2) When the ad is clicked
- employ whitelisting and blacklisting in tandem
- check that human-like behaviour preceded the click
- trigger the alarms if one IP does a lot of clicking
- look for timing patterns, such as clicks that happen exactly every 10 seconds
- throw away any clicks that come from IPs that are known to be used by the publisher themself

One PPC syndication company I know requires publishers to put a piece of hotlinked Javascript on the page along with the ads. It does some magic on the client side to determine "yes, this is a browser which supports javascript, and a user is moving their mouse and putting it over a link, and now he's pressing the mouse button". If those criteria are met, in order, it accepts the click as being genuine. Javascript generates a checksum, pops that onto the href, then validates that at the server before redirecting to the advertiser. A pretty ingenious scheme, I must admit, I wish I'd come up with it myself.

SlimKim




msg:3667658
 3:35 pm on Jun 5, 2008 (gmt 0)

Thank you Ian for moving the post where it will likely get more interest. And thank you for sharing what you know. Your observations and knowledge are really quite impressive.

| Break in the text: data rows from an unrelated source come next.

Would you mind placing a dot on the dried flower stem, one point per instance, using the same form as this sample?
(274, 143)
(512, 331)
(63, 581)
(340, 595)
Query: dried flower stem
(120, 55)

I focus on marketing and leave the tech matters to others but it helps to have a general idea of what's going on.

While this discussion is about "How to protect your ppc xml feed" it would also be equally good to hear some comments on the vulnerability of banner networks or ad systems that charge cpm. Everywhere i look there's a new banner network and many of them seem to flourish. I'm guessing they face the same uphill battles when fighting fraud, but community comments are welcome.